Quest: Query-Aware Sparsity for Efficient Long-Context LLM Inference (2406.10774v2)

Abstract: As the demand for long-context LLMs increases, models with context windows of up to 128K or 1M tokens are becoming increasingly prevalent. However, long-context LLM inference is challenging since the inference speed decreases significantly as the sequence length grows. This slowdown is primarily caused by loading a large KV cache during self-attention. Previous works have shown that a small portion of critical tokens will dominate the attention outcomes. However, we observe the criticality of a token highly depends on the query. To this end, we propose Quest, a query-aware KV cache selection algorithm. Quest keeps track of the minimal and maximal Key values in KV cache pages and estimates the criticality of a given page using Query vectors. By only loading the Top-K critical KV cache pages for attention, Quest significantly speeds up self-attention without sacrificing accuracy. We show that Quest can achieve up to 2.23x self-attention speedup, which reduces inference latency by 7.03x while performing well on tasks with long dependencies with negligible accuracy loss. Code is available at http://github.com/mit-han-lab/Quest .
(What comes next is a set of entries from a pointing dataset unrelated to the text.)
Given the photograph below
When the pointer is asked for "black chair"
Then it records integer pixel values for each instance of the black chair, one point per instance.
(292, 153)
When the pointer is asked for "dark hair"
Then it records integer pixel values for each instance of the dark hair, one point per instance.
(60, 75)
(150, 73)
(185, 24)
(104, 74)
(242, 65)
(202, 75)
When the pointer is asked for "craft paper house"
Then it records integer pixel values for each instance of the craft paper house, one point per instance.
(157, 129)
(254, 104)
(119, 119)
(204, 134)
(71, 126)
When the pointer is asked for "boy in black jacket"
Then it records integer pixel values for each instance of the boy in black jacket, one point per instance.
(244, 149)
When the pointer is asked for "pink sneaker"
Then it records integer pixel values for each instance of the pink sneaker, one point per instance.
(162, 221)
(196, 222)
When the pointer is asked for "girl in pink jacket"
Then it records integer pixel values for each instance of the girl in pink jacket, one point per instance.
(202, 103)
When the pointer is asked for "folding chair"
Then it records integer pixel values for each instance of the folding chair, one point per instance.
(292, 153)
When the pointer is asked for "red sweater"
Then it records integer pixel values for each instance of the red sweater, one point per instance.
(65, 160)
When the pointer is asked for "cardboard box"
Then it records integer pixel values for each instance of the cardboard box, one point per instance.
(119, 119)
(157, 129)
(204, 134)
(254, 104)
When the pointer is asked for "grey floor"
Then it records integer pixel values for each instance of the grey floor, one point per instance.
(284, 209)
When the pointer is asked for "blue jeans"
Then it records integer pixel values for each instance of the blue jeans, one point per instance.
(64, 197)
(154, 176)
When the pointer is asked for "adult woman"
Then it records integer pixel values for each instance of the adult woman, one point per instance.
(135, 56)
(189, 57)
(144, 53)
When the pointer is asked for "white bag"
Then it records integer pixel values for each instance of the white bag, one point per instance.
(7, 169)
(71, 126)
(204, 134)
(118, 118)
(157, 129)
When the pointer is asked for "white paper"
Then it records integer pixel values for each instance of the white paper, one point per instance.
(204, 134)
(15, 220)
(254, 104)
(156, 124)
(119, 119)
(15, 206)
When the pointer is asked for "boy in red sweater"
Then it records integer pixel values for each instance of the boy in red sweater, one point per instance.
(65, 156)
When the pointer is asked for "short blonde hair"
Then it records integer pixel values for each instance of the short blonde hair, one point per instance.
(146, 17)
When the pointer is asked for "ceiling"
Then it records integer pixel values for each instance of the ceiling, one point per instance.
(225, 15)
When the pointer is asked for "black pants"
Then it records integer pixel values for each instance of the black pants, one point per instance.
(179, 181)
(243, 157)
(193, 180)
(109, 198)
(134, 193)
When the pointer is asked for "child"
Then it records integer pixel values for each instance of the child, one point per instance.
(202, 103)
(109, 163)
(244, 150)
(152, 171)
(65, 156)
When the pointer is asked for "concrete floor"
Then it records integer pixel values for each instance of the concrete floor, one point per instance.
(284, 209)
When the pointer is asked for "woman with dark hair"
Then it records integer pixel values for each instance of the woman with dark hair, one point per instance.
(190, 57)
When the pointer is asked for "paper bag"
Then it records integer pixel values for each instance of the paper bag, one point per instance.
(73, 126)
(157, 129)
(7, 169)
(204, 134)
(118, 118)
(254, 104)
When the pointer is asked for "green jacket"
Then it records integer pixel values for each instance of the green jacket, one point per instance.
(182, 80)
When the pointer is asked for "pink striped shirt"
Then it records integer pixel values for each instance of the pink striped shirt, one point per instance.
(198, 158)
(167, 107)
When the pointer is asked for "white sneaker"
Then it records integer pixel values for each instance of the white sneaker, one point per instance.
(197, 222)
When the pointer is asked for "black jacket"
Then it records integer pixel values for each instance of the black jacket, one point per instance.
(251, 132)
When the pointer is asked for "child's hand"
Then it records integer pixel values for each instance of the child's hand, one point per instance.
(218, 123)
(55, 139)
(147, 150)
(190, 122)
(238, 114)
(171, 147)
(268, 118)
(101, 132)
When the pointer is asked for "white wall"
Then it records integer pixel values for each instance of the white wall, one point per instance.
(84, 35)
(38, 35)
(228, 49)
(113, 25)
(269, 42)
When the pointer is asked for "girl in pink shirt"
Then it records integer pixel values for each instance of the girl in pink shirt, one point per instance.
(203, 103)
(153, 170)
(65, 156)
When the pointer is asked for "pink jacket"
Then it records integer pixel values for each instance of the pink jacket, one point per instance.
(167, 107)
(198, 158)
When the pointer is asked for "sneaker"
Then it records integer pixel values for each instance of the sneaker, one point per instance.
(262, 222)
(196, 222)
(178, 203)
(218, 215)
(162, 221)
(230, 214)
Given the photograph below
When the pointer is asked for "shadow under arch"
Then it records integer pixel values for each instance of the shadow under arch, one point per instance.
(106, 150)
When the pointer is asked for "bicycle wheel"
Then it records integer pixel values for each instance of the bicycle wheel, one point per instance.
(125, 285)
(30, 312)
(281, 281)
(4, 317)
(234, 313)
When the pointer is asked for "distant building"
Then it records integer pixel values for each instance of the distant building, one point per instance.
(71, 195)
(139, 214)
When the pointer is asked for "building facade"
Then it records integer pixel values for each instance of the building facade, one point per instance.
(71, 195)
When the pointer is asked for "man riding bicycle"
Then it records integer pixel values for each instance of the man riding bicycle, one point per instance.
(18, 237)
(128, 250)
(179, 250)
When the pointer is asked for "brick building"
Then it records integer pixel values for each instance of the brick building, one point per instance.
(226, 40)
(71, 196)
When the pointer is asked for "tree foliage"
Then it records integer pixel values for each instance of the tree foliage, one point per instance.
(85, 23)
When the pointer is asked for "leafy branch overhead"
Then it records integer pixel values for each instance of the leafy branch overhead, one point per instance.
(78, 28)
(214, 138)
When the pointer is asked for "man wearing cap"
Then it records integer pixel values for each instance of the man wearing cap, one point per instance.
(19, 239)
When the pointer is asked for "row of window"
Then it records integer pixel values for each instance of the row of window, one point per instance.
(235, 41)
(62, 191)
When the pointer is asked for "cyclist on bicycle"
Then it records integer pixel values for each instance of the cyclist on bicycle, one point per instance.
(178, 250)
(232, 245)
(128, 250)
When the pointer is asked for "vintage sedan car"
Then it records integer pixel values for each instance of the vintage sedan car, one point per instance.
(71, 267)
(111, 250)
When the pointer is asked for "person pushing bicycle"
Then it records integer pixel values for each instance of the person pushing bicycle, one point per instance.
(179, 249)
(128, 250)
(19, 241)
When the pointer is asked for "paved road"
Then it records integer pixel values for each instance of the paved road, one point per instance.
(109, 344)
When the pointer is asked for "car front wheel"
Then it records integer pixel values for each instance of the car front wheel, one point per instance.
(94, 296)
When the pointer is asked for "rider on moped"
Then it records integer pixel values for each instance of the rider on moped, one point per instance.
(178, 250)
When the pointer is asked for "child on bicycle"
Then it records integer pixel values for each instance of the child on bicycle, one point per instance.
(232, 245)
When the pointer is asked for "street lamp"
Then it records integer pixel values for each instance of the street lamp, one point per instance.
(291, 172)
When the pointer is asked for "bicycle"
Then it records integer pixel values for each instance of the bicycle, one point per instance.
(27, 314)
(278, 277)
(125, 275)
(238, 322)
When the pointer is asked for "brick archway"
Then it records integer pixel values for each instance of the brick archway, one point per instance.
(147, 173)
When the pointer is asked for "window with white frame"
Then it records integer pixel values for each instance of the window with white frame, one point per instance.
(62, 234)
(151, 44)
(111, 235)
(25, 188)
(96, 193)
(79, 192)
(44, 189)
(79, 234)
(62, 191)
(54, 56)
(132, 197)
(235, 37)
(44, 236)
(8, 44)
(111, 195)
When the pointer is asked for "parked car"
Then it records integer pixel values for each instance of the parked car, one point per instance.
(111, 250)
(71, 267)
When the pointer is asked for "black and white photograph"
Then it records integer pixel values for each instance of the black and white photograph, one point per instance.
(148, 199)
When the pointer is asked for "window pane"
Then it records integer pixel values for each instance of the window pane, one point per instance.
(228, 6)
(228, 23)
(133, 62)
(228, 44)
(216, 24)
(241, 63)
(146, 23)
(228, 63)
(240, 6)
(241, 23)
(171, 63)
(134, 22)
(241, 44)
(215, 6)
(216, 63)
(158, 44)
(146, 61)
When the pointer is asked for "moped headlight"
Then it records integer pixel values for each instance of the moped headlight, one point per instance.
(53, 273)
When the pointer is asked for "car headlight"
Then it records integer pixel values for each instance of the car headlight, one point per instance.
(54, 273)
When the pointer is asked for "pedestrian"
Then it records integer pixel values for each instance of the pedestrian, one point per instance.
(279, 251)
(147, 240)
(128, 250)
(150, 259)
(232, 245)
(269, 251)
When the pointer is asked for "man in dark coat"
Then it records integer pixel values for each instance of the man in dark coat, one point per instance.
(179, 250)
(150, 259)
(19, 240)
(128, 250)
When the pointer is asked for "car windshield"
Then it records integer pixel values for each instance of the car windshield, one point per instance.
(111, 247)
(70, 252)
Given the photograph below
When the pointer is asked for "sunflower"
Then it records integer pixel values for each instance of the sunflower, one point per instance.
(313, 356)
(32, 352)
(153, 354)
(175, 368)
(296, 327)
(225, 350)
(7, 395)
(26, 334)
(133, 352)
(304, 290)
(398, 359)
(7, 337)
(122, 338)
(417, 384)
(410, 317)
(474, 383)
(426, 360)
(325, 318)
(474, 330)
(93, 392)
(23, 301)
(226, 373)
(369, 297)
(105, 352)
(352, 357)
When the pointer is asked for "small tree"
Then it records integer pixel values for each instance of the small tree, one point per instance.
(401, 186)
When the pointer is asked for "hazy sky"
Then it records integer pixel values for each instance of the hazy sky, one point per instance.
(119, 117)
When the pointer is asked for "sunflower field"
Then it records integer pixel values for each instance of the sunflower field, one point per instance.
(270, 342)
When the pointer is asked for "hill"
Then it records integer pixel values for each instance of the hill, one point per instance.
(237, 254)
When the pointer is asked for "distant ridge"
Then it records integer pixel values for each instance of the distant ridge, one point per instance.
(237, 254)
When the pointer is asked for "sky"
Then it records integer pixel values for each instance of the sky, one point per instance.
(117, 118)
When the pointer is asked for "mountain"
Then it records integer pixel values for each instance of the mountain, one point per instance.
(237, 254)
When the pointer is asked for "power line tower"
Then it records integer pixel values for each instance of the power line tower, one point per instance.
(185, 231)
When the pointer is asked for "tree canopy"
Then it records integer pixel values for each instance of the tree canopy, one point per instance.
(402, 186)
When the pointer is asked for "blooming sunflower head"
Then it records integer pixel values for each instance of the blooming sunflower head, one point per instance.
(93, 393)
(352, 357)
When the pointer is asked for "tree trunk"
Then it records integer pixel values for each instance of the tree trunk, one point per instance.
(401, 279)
Quest: Query-Aware Sparsity for Efficient Long-Context LLM Inference

The paper under review introduces "Quest," a novel approach designed to enhance the efficiency of long-context inference in LLMs by leveraging query-aware sparsity within self-attention mechanisms. As LLMs such as GPT-4 become capable of handling exceptionally long context windows ranging from 128K to 1M tokens, the computational burden of processing such extensive inputs in real-time becomes increasingly challenging. The primary source of inefficiency is identified as the loading of large key-value (KV) caches during the self-attention phase, which significantly contributes to inference latency.

Methodological Contributions

1. Query-Aware KV Cache Selection: Quest introduces an innovative algorithm that dynamically selects critical parts of the KV cache based on the current query. This approach deviates from traditional methods that apply a static or history-based selection criterion for KV cache entries. By estimating the criticality of cache pages through query vector interactions, Quest emphasizes a query-aware processing regime that effectively reduces the number of key-value pairs utilized during attention without compromising model accuracy.
2. Efficient Page-Based Management: The proposed method organizes KV caches at the granularity level of pages rather than individual key-value pairs. By maintaining minimum and maximum values for each feature dimension within these pages, Quest estimates the criticality score through interactions with the query vectors, thus allowing for a rapid determination of which segments of the cache significantly influence the self-attention output.
3. Performance Improvements: The paper presents compelling numerical evidence demonstrating Quest's efficacy. It achieves up to a 7.03x speedup in self-attention operations and a 2.23x reduction in end-to-end latency. The approach successfully handles tasks with long dependencies, maintaining a negligible loss in accuracy.

Experimental Evaluation

The research comprehensively evaluates Quest across multiple datasets, including PG19, passkey retrieval tasks, and LongBench benchmarks. Notable results illustrate that Quest outperforms existing KV cache eviction strategies such as H2O, TOVA, and StreamingLLM by ensuring superior recall rates and maintaining high accuracy across diverse and demanding long-context scenarios.

On practical implications, Quest significantly enhances self-attention efficiency by concentrating computational resources only on the most critical parts of the KV cache. This leads to substantial reductions in memory movement and improves overall throughput for inference tasks with extended sequences.

Implications and Future Directions

The introduction of Quest presents a potential paradigm shift in how long-context dependencies are managed in LLMs. By integrating a dynamic, query-aware selection process, Quest opens avenues to explore further optimizations in sparsity-aware algorithms and could inspire advancements in model design, particularly for commercial applications where latency and computational resource management are of paramount importance.

Future research directions may explore reducing the computational overhead involved in criticality estimation or further scaling the approach to accommodate the increasingly larger models and context lengths expected in forthcoming LLM iterations. Additionally, integrating Quest with other model efficiency techniques such as quantization could further optimize long-context model deployments.

In conclusion, Quest demonstrates a sophisticated and effective method for improving the inference efficiency of LLMs with long-context capabilities, offering promising insights for both theoretical and practical advancements in artificial intelligence.